The law “unnecessarily and dangerously” hinders black women’s ability to get abortion care, the brief contends, and “coerces black women into pregnancy and parenthood.” The brief notes that black women disproportionately access abortions in Louisiana, are overrepresented among the state’s poor, and have a harder time accessing contraception.
In addition, the maternal mortality rate nationwide is much higher for black women.
The brief emphasizes the structural violence that leads black women to have to rely on abortion services at higher rates than their nonblack counterparts.
Bridges says she’s especially proud of the brief because she worked on it with students in the Reproductive Rights and Justice seminar she taught last semester.
“When the Center for Reproductive Rights, who is litigating the case, called me about doing the brief, I wasn’t sure I had the time to do it,” she says. “But I had these wonderful students, and 16 of them volunteered to help with research and initial drafts of the sections.
“It ended up being this really beautiful, coherent brief. It was the most meaningful thing I did last semester, and I hope it was as good for them.”

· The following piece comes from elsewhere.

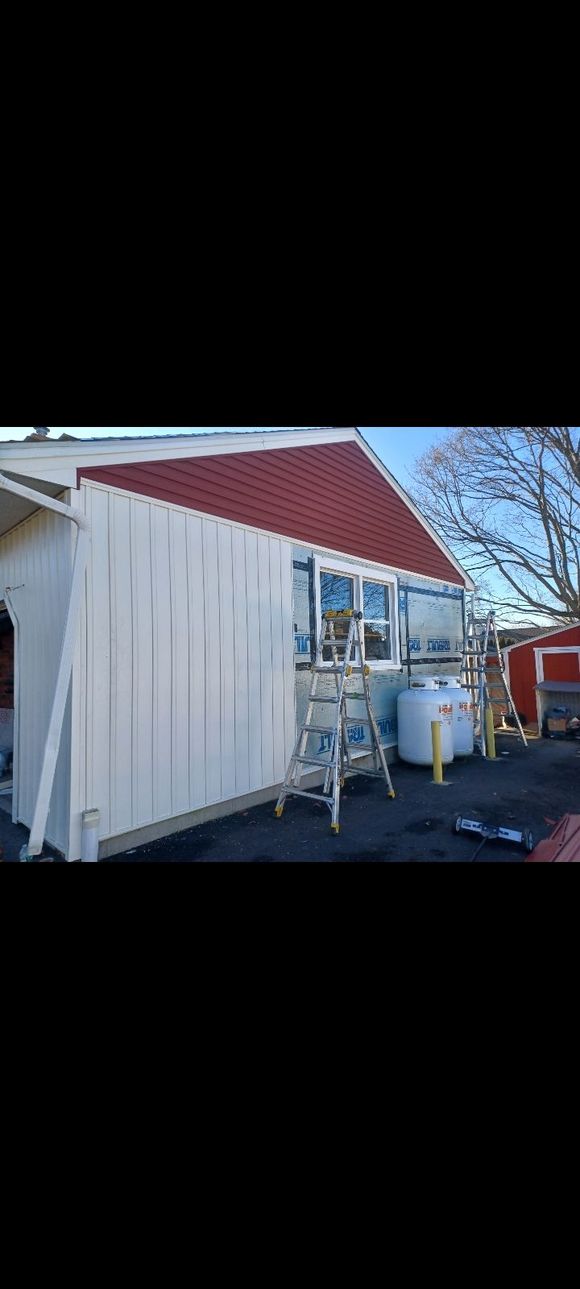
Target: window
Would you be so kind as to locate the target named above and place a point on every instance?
(337, 593)
(377, 609)
(343, 587)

Samira Seraji ’20, a student in the class who worked on the brief, says the group had already developed a close academic relationship during the seminar. The opportunity to collaborate on work that reaches far beyond the law school’s walls provided a powerful reminder of why they went to law school.
“It was exciting to be engaged so heavily with a classroom of other brilliant minds who are all passionate about reproductive justice,” Seraji says. “There’s a sense of meaning that comes with channeling your knowledge and beliefs into a brief that you hope will sway the court in a fundamental decision on the future of reproductive rights and self-determination for people who can conceive children.

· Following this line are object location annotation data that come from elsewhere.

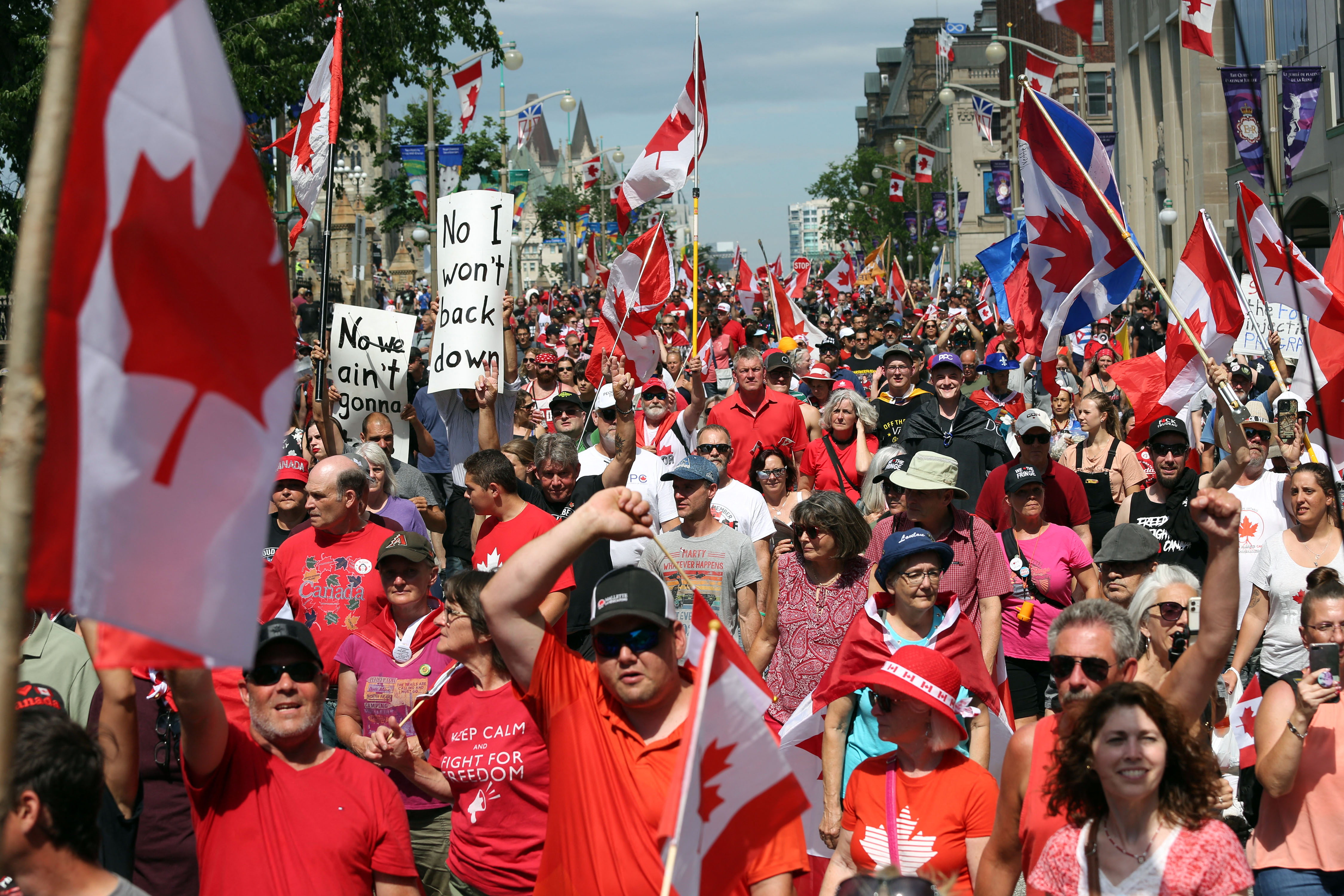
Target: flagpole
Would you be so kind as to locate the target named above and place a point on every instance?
(1133, 248)
(702, 686)
(25, 421)
(695, 199)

“Being part of this larger movement reinvigorates my studies and funnels a feeling of purpose in my education.”
Audacity in academia
Bridges also penned an essay for the special journal issue, a collaborative effort between the flagship journals at the 14 top-ranked law schools—including the California Law Review—which are all edited by women this year. The 16 essays are written by women in legal academia; Bridges was invited to contribute by the Columbia Law Review.
In “The Nerve: Women of Color in the Legal Academy,” Bridges reflects on her own journey from law school and graduate school—she has a Ph.D. in anthropology—and what the future might hold. As a student at Columbia Law, she writes, she never had a black, Asian, Latinx, or indigenous woman as a professor.
“I describe my desire to enter the legal academy as audacious because I had to look to the mostly white men who I had seen assume this lofty role and say, ‘yeah, I can do that,’” Bridges writes. “In retrospect, I can see that I had some nerve.”
Progress, she argues, will be measured not just by increasing the diversity of law school faculties, but in the ability of women of color to be seen as experts in fields that aren’t race- or gender-related—“when women of color in the legal academy are as likely to publish an influential, oft-cited article on federal income tax as they are on the simultaneous over- and underpolicing of communities of color,” Bridges writes.
“The piece was really personal to me,” she says. “It gave me an opportunity to reflect on how far I’ve come since I was that scared 1L who felt completely in over her head in law school. I hope that the piece inspires audacity in other scared 1Ls.”